What Is a Search Engine?
A search engine indexes a corpus of documents and retrieves the most relevant results for a query in milliseconds. Examples: Google Search, Elasticsearch, Algolia. Core challenges: inverted index construction at scale, query processing (tokenization, stemming, ranking), and relevance ranking (BM25, PageRank, ML re-ranking). This complements the web crawler design — this post covers the query-time retrieval side.
System Requirements
Functional
- Index documents: tokenize, stem, build inverted index
- Search: return top-K relevant documents for a query
- Support: phrase search, boolean operators (AND/OR/NOT), filters
- Spell correction and query suggestion
- Search latency <100ms at P99
Non-Functional
- 100B documents indexed, 10K queries/second
- Index updates propagated within 60 seconds of document change
Inverted Index
An inverted index maps each term to the list of documents containing it (postings list):
term → [(doc_id, tf, positions), ...]
"python" → [(doc1, tf=3, [5,12,45]), (doc5, tf=1, [7]), ...]
"interview" → [(doc1, tf=2, [8,20]), (doc3, tf=5, [1,2,3,4,5]), ...]
tf = term frequency (occurrences of the term in the document). Positions enable phrase search (“python interview” = “python” and “interview” are adjacent). The index is stored as sorted arrays of doc_ids (for fast intersection via merge).
Query Processing
Query: "python interview tips"
1. Tokenize: ["python", "interview", "tips"]
2. Normalize: lowercase, stem ("tips" → "tip")
3. Lookup each term's postings list
4. Intersect (AND query): merge sorted doc_id lists
5. Score each surviving document with BM25
6. Return top-K by score
Postings list intersection: merge two sorted lists in O(N1 + N2). For AND of multiple terms: start with the shortest postings list (most selective term), intersect incrementally. Phrase search: after AND intersection, verify positions are adjacent.
BM25 Ranking Formula
BM25(d, q) = sum over terms t in q:
IDF(t) * (tf(t,d) * (k1+1)) / (tf(t,d) + k1*(1 - b + b*|d|/avgdl))
IDF(t) = log((N - df(t) + 0.5) / (df(t) + 0.5))
IDF (Inverse Document Frequency): terms appearing in fewer documents are more informative (higher weight).

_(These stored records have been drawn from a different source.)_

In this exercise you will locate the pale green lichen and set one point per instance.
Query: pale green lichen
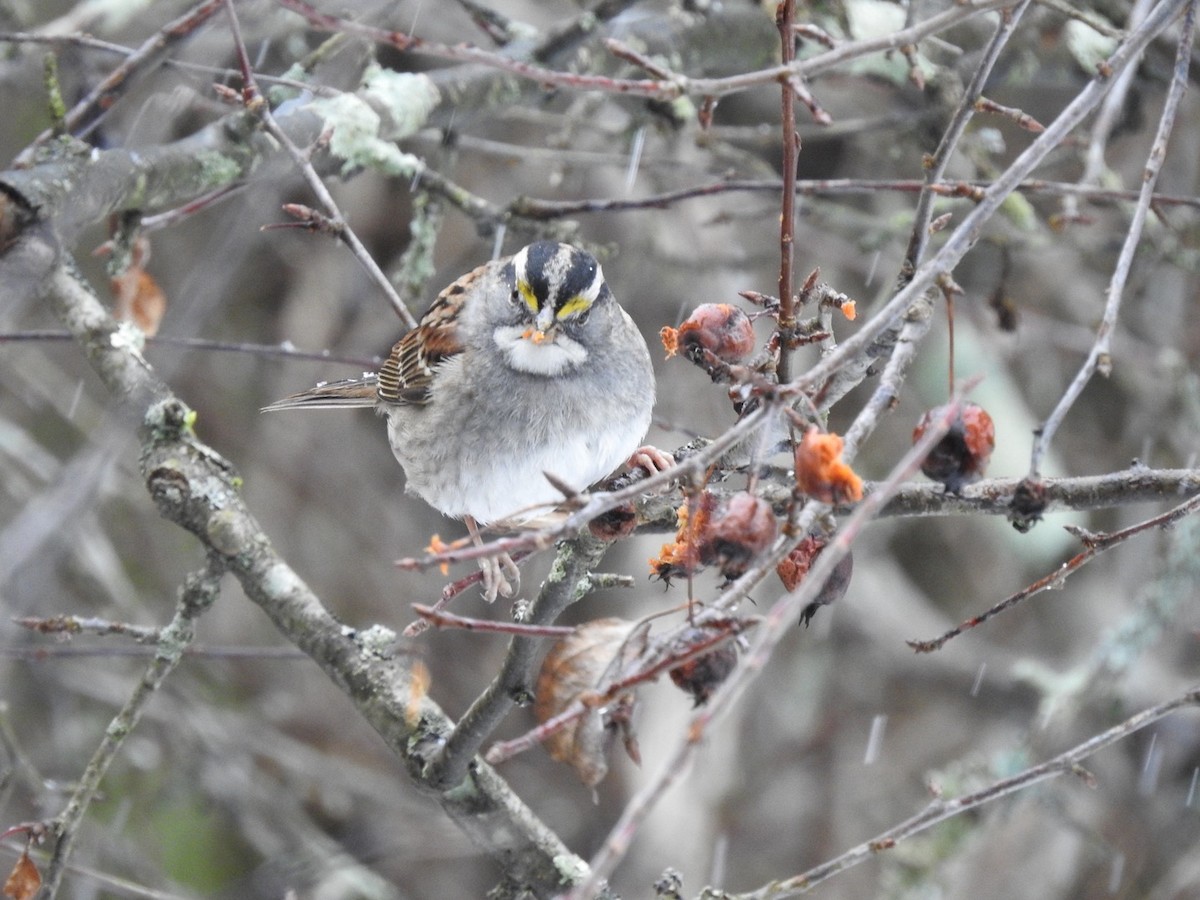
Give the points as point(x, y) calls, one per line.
point(403, 100)
point(1018, 210)
point(570, 868)
point(377, 641)
point(354, 137)
point(1087, 46)
point(217, 169)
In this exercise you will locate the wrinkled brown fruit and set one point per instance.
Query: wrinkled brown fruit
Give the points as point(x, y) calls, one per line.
point(795, 568)
point(738, 533)
point(703, 675)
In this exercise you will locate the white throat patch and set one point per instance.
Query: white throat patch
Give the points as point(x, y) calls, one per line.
point(550, 358)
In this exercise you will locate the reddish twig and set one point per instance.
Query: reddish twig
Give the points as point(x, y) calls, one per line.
point(942, 809)
point(1099, 358)
point(337, 223)
point(1093, 545)
point(101, 97)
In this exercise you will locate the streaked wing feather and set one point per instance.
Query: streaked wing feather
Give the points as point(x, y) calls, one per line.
point(346, 394)
point(407, 376)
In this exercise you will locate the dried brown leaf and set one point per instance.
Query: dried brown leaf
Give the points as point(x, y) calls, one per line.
point(24, 880)
point(575, 670)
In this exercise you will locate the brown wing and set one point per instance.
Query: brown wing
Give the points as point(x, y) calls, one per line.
point(407, 377)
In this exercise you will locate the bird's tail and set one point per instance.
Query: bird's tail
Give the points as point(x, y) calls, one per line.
point(347, 394)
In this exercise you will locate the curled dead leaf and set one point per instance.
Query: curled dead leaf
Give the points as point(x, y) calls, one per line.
point(576, 671)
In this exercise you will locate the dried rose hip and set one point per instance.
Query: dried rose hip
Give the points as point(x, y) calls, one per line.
point(703, 675)
point(738, 533)
point(961, 456)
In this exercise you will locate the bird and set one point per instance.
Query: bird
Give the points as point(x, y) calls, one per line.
point(525, 381)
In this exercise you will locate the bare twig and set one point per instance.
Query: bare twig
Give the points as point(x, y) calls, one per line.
point(1093, 545)
point(151, 52)
point(1066, 763)
point(201, 343)
point(965, 235)
point(196, 597)
point(1099, 358)
point(660, 88)
point(935, 166)
point(774, 625)
point(258, 106)
point(785, 21)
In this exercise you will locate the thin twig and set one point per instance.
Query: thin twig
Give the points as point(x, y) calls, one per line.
point(660, 88)
point(196, 597)
point(1099, 358)
point(259, 107)
point(940, 810)
point(201, 343)
point(935, 166)
point(101, 97)
point(1093, 546)
point(967, 232)
point(774, 625)
point(785, 21)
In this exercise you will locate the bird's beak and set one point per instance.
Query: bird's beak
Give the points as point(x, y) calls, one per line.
point(539, 333)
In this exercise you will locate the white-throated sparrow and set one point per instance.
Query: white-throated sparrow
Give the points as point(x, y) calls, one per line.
point(521, 367)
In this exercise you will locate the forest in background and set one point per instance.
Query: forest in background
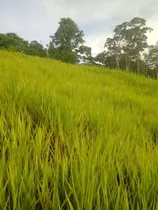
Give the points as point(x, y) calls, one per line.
point(127, 49)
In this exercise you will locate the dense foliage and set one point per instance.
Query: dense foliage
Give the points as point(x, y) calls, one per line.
point(127, 49)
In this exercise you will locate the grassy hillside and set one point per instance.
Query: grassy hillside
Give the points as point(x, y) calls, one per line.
point(74, 137)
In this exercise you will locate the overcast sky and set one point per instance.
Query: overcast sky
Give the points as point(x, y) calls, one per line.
point(38, 19)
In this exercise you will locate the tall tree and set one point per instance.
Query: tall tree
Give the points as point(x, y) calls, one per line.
point(67, 43)
point(128, 43)
point(151, 59)
point(37, 49)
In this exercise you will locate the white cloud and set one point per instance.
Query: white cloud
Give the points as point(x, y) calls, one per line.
point(38, 19)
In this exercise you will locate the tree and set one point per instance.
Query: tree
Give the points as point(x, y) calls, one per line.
point(37, 49)
point(67, 43)
point(151, 59)
point(128, 43)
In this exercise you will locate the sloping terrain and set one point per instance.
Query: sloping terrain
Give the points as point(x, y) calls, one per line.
point(76, 137)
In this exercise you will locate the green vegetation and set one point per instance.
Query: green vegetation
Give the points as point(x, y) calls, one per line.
point(128, 49)
point(75, 137)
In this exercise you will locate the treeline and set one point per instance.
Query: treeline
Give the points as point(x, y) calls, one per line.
point(127, 49)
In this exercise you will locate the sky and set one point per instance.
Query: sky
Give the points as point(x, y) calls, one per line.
point(38, 19)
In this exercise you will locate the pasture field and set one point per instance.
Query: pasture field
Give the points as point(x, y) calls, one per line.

TF normalization: document length normalization (b parameter, typically 0.75) prevents long documents from dominating just by containing more words. k1 (typically 1.5) controls TF saturation — repeated occurrences have diminishing returns. BM25 is the standard baseline ranking function, outperforming TF-IDF.

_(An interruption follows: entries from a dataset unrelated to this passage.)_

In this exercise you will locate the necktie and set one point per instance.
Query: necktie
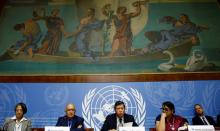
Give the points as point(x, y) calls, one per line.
point(120, 121)
point(204, 121)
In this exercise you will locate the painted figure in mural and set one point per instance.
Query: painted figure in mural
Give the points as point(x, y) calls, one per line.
point(55, 28)
point(18, 122)
point(119, 118)
point(70, 119)
point(182, 28)
point(83, 32)
point(167, 120)
point(31, 32)
point(122, 40)
point(200, 118)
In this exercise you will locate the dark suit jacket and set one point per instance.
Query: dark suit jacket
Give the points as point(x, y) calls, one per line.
point(197, 121)
point(111, 121)
point(76, 121)
point(9, 125)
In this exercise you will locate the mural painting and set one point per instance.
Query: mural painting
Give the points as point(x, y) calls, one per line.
point(110, 36)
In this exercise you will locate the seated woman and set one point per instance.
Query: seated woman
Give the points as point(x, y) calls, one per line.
point(18, 122)
point(168, 121)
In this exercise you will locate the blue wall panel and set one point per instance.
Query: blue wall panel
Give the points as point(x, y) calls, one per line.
point(46, 101)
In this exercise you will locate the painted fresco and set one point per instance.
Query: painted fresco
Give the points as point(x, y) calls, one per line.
point(109, 36)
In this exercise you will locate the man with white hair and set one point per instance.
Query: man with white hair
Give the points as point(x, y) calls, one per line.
point(70, 119)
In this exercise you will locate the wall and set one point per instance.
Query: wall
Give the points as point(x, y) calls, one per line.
point(46, 101)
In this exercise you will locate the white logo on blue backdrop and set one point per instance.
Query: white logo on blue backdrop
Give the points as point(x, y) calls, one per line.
point(98, 103)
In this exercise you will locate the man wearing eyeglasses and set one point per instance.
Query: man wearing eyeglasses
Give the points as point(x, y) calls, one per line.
point(70, 119)
point(118, 119)
point(168, 121)
point(200, 117)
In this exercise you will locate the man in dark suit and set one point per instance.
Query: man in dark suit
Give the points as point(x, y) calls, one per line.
point(200, 118)
point(119, 118)
point(71, 120)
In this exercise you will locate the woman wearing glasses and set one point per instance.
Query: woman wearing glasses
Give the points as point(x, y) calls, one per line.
point(168, 121)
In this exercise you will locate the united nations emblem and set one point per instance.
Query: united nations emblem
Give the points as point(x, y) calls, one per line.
point(98, 103)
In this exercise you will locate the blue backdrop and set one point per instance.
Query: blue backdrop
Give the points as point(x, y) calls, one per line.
point(46, 101)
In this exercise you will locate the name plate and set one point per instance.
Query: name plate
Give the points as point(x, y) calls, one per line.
point(201, 128)
point(56, 128)
point(131, 128)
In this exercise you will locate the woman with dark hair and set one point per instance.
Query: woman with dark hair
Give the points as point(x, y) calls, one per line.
point(168, 121)
point(18, 122)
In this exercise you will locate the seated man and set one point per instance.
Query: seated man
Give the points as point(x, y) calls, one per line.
point(71, 120)
point(200, 118)
point(119, 118)
point(18, 122)
point(168, 121)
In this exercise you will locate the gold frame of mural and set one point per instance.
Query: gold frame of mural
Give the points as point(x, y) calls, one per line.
point(116, 78)
point(177, 76)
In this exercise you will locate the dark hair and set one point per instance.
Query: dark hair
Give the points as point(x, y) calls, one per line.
point(23, 106)
point(18, 27)
point(92, 9)
point(170, 105)
point(117, 103)
point(197, 105)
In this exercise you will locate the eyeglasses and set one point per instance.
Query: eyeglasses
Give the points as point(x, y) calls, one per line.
point(164, 109)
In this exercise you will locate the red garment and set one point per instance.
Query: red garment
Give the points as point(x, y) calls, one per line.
point(174, 123)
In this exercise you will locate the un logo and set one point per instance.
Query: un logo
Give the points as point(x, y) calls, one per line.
point(98, 104)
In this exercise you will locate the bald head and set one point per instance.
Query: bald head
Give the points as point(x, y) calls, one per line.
point(70, 110)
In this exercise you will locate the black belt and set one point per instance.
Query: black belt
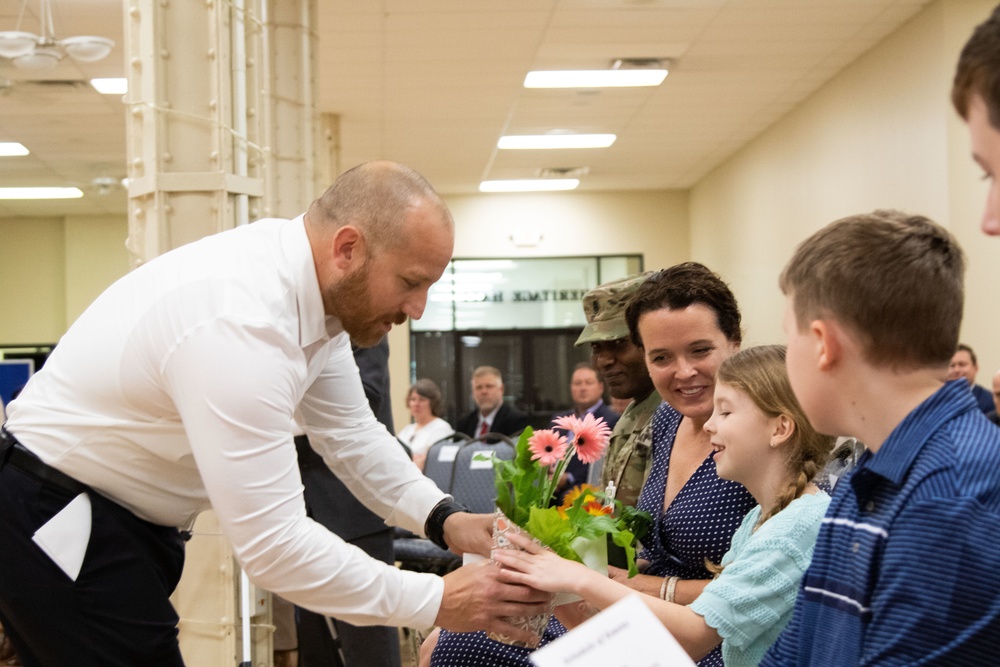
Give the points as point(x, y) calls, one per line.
point(16, 455)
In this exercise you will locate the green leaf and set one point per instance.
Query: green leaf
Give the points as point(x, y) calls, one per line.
point(552, 530)
point(523, 456)
point(626, 540)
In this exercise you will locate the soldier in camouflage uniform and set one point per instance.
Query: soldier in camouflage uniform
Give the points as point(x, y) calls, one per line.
point(622, 368)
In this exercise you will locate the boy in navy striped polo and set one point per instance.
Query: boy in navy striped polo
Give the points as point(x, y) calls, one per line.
point(905, 569)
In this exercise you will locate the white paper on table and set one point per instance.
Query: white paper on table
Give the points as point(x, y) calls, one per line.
point(626, 634)
point(64, 537)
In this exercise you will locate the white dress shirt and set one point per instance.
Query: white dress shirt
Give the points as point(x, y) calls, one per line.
point(419, 440)
point(174, 392)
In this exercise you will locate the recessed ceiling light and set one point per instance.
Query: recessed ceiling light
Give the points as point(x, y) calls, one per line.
point(12, 149)
point(530, 185)
point(40, 193)
point(117, 86)
point(597, 78)
point(532, 141)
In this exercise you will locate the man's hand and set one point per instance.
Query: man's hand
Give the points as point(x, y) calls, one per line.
point(469, 533)
point(474, 599)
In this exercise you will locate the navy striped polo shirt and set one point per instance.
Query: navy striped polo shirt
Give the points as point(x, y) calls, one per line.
point(907, 564)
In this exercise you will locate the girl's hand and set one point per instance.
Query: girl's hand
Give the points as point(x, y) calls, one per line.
point(539, 568)
point(573, 614)
point(618, 574)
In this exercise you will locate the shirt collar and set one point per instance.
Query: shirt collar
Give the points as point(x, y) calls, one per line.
point(490, 417)
point(314, 325)
point(897, 453)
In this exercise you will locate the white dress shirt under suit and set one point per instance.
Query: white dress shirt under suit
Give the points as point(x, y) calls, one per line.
point(174, 393)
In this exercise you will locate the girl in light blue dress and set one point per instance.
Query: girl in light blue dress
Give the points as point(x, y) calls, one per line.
point(762, 440)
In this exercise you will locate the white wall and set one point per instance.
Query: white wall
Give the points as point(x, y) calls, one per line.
point(52, 268)
point(881, 134)
point(651, 224)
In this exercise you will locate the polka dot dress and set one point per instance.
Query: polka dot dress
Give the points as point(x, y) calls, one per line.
point(700, 521)
point(699, 524)
point(475, 649)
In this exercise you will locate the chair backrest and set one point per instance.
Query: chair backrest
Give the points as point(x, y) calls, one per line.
point(440, 462)
point(472, 480)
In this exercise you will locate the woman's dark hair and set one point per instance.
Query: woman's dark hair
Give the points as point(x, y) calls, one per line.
point(677, 288)
point(426, 388)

Distributed Index Architecture
100B docs / 1K docs per shard = 100M shards (too many)
100B docs / 1M docs per shard = 100K shards (more realistic)
Query fan-out:
Query → Query Router → N index shards (parallel)

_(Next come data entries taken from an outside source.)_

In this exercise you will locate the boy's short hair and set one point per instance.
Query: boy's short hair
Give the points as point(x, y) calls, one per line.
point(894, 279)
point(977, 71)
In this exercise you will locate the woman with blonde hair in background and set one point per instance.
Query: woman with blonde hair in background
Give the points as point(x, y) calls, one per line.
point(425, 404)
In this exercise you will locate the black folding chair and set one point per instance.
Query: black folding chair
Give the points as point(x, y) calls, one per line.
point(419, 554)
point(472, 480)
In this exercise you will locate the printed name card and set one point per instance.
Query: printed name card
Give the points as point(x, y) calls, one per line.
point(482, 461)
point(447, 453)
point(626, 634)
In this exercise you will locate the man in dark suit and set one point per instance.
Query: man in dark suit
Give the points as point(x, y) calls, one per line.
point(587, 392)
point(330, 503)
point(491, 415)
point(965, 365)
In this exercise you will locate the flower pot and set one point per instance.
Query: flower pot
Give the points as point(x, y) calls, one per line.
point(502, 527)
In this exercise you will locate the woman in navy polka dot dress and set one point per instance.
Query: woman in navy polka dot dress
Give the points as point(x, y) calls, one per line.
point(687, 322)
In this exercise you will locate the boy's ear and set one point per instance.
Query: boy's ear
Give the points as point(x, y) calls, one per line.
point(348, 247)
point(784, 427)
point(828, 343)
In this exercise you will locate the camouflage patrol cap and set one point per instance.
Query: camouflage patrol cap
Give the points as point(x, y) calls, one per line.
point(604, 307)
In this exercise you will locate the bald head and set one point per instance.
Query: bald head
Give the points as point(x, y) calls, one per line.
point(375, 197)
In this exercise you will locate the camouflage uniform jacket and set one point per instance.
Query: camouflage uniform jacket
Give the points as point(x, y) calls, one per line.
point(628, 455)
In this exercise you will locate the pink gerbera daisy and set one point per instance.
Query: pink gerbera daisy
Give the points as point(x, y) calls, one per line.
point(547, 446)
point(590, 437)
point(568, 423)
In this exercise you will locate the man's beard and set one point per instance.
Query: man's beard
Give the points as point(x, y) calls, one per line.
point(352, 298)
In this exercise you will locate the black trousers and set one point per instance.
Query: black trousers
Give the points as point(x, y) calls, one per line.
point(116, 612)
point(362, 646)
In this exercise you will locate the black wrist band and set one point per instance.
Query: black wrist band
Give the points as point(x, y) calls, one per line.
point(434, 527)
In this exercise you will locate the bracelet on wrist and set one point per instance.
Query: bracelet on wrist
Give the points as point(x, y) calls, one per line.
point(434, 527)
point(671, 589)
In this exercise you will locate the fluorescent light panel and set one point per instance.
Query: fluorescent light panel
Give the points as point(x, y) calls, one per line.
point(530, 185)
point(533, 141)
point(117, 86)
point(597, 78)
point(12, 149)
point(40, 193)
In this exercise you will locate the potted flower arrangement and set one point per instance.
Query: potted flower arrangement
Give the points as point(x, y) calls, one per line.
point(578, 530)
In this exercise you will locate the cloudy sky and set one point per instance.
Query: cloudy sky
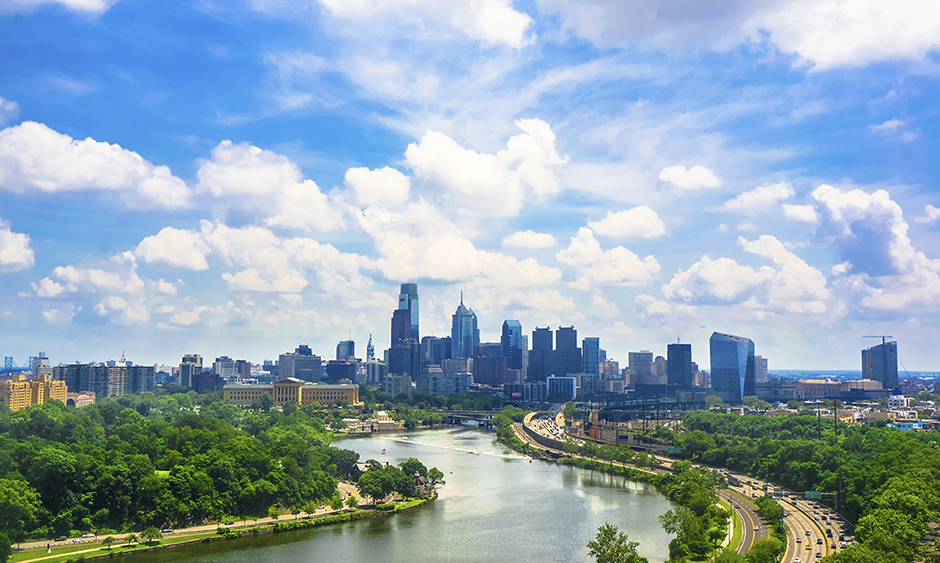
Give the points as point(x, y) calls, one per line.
point(227, 177)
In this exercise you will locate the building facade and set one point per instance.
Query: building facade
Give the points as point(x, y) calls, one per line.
point(732, 367)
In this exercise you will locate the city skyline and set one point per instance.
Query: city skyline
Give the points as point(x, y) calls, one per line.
point(236, 179)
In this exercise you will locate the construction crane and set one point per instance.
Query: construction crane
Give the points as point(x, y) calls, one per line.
point(883, 337)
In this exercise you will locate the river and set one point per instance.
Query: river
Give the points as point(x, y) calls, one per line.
point(495, 506)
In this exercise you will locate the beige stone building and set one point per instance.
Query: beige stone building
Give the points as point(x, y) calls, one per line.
point(18, 393)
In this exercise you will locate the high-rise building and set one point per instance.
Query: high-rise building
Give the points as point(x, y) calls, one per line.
point(641, 367)
point(301, 364)
point(880, 363)
point(732, 363)
point(401, 327)
point(591, 355)
point(541, 357)
point(760, 369)
point(567, 353)
point(345, 349)
point(464, 332)
point(511, 344)
point(408, 301)
point(190, 367)
point(679, 365)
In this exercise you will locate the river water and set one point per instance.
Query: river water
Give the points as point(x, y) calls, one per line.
point(495, 506)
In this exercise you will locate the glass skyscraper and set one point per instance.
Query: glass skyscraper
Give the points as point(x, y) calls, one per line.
point(732, 363)
point(408, 301)
point(464, 333)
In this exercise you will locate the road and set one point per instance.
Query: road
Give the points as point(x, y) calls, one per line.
point(345, 488)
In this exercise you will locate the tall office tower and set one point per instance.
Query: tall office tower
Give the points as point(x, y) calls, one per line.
point(591, 355)
point(541, 357)
point(408, 301)
point(345, 349)
point(464, 332)
point(567, 353)
point(679, 365)
point(641, 367)
point(760, 369)
point(881, 364)
point(190, 367)
point(732, 362)
point(401, 327)
point(510, 343)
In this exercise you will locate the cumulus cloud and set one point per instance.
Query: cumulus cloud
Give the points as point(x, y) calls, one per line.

← top-K results from each shard
Merge and re-rank ← aggregate top-K globally
Each shard independently scores and returns its top-K. The query router merges results from all shards (heap merge) and returns the global top-K. Sharding by document ID (random) ensures even distribution. Replication: each shard has 3 replicas for availability and read throughput.
Index Updates
New documents: write to a small in-memory “delta index” that is merged with the main index periodically (segment merge, like Lucene/Elasticsearch). Deleted documents: mark as deleted in a tombstone list; filter from results until the next full merge. This write-optimized approach avoids expensive random updates to the main index.
Spell Correction
Edit distance (Levenshtein) to find dictionary words within distance 1 or 2 from the query term. At scale: BK-tree or SymSpell for O(1) lookup per query. “Did you mean” shown when the query has zero or few results and a correction produces significantly more.
ML Re-Ranking
After BM25 retrieves the top-100 candidates: a neural re-ranker (BERT, cross-encoder) re-scores the query-document pairs using semantic understanding. Expensive (O(100ms) per query for BERT inference) — only applied to the top-100 BM25 results, not all documents. This two-stage approach combines BM25 efficiency with ML accuracy.
Interview Tips
- Inverted index is the foundational data structure — describe it before anything else.
- BM25 > TF-IDF — know the formula and what each term does.
- Two-stage ranking: BM25 for recall, ML re-ranker for precision.
- Shard fan-out with per-shard top-K and global merge is the distributed query pattern.